Júlio, que solo llevaba puestos los pantalones, estiró los brazos hasta tocar las rodillas de Ritinha, que envolvió con sus manos las manos del muchacho. Lo que a Júlio le apetecía realmente era abalanzarse sobre la chica y devorarla, como había visto tantas veces hacer a los caimanes con sus presas. Su respiración era tan ansiosa que sobresalía entre el parlotear de los tucanes y los guacamayos procedente de la selva. Sin saber cómo, tiró de Ritinha hacia él con los dientes apretados y la mirada hambrienta.
—¡Calma, Júlio! —dijo la chica sin obtener respuesta—. ¡Aquí no hay nadie, solo estamos los dos! ¡No aparecerá nadie que nos estorbe! ¡Tranquilízate!
—¡No aguanto más, Ritinha! —exclamó, a la vez que introducía las manos por debajo de la blusa de su novia.
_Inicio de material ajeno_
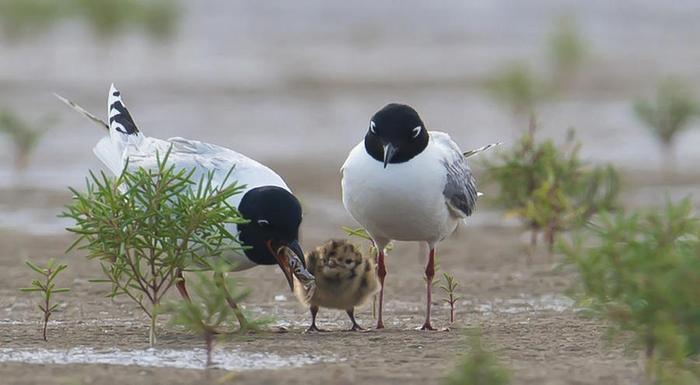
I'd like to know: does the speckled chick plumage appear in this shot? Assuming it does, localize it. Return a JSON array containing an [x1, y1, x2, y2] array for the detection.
[[295, 240, 379, 310]]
—¡Calma! —repitió ella sonriendo e impidiendo que las manos del joven alcanzasen sus senos.
—¿Qué pasa, Ritinha? Hemos venido a esto, ¿no? ¿Ahora te vas a echar atrás? —preguntó Júlio en un tono que mezclaba irritación y decepción.
—No, Júlio. No me echo atrás, estoy deseándolo tanto como tú. Pero no quiero que sea así, con toda esta ansiedad. Desde que hemos llegado aquí ni siquiera me has besado.
Júlio comprendió que Ritinha tenía razón. Estaba tan excitado que se había olvidado del cariño que él mismo solía señalar como lo más sublime de la relación que mantenían. Apartó las manos de la barriga lisa de Ritinha y bajó la cabeza. Sintió que su chica lo abrazaba con fuerza y le besaba la cara. Todavía miraba hacia abajo cuando advirtió que Ritinha se quitaba la blusa, pero se sentía demasiado avergonzado como para levantar la vista. Entonces, ella lo tomó de las manos y las llevó a sus senos.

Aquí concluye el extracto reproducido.